Unique Sample Identity - Each column name should be unique such that all samples can be uniquely identified to the user. The Unique Id field is intended for this purpose. If column names are not unique, the Unique Id field will be generated to provide unique sample names during usage of DiscoRhythm.

Processed Metadata Table

The Time and Replicate Id data extracted from the column names will be seen throughout the DiscoRhythm application [^application] as:

[^application]: This table is the colData(se) data stored in R.

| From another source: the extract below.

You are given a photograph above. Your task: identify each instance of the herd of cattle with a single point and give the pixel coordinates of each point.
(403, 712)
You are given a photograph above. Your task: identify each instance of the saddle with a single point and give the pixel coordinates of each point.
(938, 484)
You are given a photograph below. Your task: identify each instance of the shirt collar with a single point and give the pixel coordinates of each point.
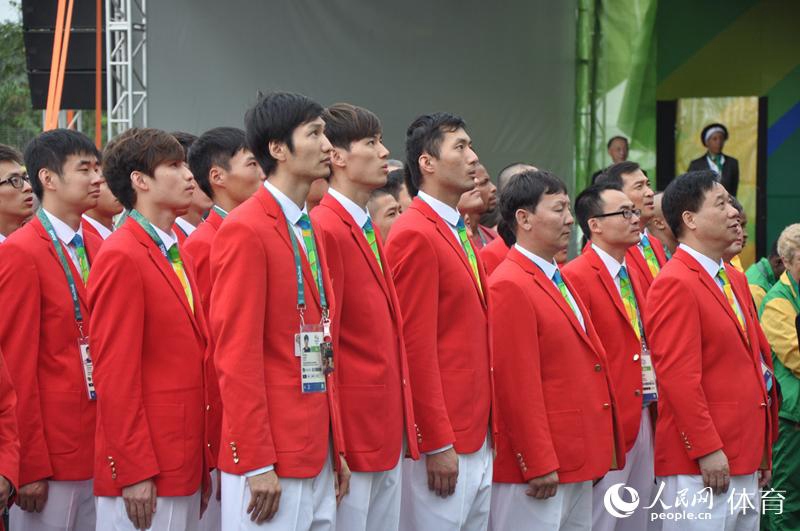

knitr::kable(head(SummarizedExperiment::colData(
  discoDFtoSE(indata)
)), format = "markdown")

Note: If there is more relevant metadata in the experiment that does not fit into the design specified in this section, it may be appropriate to split the dataset into several parts and use each subgroup as a separate input for DiscoRhythm. Example: If the experiment includes multiple conditions, each condition may be an independent input dataset for DiscoRhythm.

Circular and Linear Time

DiscoRhythm defines time within a dataset in one of two ways:

1) Linear time 2) Circular time

Linear time exists in systems where an experiment start time is meaningful (often setting t=0 to some specific event). Circular time exists in experiments where the start of experiment is not meaningful or left unobserved (e.g. time-of-day in a cross-sectional study). For a specific dataset, one of these two types has to be selected and it will have an influence on how the DiscoRhythm analysis will be performed.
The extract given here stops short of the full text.